Les élus stras­bour­geois aiment convo­quer la tra­di­tion huma­niste rhé­nane pour don­ner de l’éclat et de la noblesse à leurs actions et à leurs initiatives.

Le paral­lèle est cer­tai­ne­ment régu­liè­re­ment appro­prié, même si on peut nuan­cer avec Ste­fan Zweig (cité par Gabriel Braeu­ner dans la revue de l’ asso­cia­tion Espoir, No 172, décembre 2018, p. 6) : «  La cause de la rapide déca­dence et de la fin tra­gique de l’humanisme c’est que si ses idées étaient grandes, les hommes qui les pro­cla­maient man­quaient sou­vent d’envergure ». Et même si cet huma­nisme n’empêchait ni l’antijudaïsme viru­lent, ni de jeter au bûcher les sor­cières ou encore de res­ter indif­fé­rent aux «  mas­sacres de quelques dizaines de mil­liers de pay­sans sédi­tieux au prin­temps 1525 aux portes de Saverne et de Scher­willer ( bien avant l’époque des ronds-points et des gilets jaunes). »

Com­ment inter­pré­ter le com­men­taire de Roland Ries affir­mant solen­nel­le­ment qu’il ne serait pas favo­rable à l’inhumation de M Che­rif Che­katt à Strasbourg ?

Pour évi­ter le risque de faire de la tombe un lieu de pèlerinage ?

Comme si la mort n’avait pas un carac­tère sacré, universellement.

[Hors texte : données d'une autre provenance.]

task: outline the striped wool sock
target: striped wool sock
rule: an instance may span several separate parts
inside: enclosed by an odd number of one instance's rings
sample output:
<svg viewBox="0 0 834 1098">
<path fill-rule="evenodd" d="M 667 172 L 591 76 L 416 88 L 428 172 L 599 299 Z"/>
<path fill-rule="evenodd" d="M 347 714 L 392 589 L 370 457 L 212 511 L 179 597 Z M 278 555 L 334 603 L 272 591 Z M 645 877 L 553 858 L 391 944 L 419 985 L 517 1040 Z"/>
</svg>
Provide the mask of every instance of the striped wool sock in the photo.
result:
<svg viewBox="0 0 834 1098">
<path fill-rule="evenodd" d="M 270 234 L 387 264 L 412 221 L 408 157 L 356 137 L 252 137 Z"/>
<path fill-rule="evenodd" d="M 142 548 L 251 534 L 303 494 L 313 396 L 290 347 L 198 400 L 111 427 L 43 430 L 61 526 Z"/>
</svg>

Comme si la famille de cet homme n’était pas aus­si vic­time psy­chique, indi­recte mais réelle, de ce mal­heur collectif.

Comme si M Che­katt n’était pas un des fils de notre Répu­blique fran­çaise et de notre ville.

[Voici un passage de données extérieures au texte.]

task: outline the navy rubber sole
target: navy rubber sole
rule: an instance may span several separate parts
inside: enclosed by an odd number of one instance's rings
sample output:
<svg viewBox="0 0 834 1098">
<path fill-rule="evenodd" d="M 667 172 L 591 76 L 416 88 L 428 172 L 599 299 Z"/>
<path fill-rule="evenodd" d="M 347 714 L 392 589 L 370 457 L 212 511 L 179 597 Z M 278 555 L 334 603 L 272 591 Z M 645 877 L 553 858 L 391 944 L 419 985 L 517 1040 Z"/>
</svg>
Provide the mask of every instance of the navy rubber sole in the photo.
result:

Selon quels cri­tères pour­rions-nous déci­der du carac­tère « conve­nable » d’une dépouille et qu’est-ce qui fon­de­rait la déci­sion de la sacra­li­ser, par l’élection ou le déni ?

Pour­quoi ne pas plu­tôt miser sur l’intelligence, le par­tage du savoir et des connais­sances, le sou­tien aux familles les plus défavorisées ?

M Che­katt n’a pas été jugé et quel que soit le carac­tère mons­trueux et absurde des actes qu’on peut légi­ti­me­ment lui impu­ter, sa famille et ses proches ne peuvent pas être inté­grés dans l’opprobre.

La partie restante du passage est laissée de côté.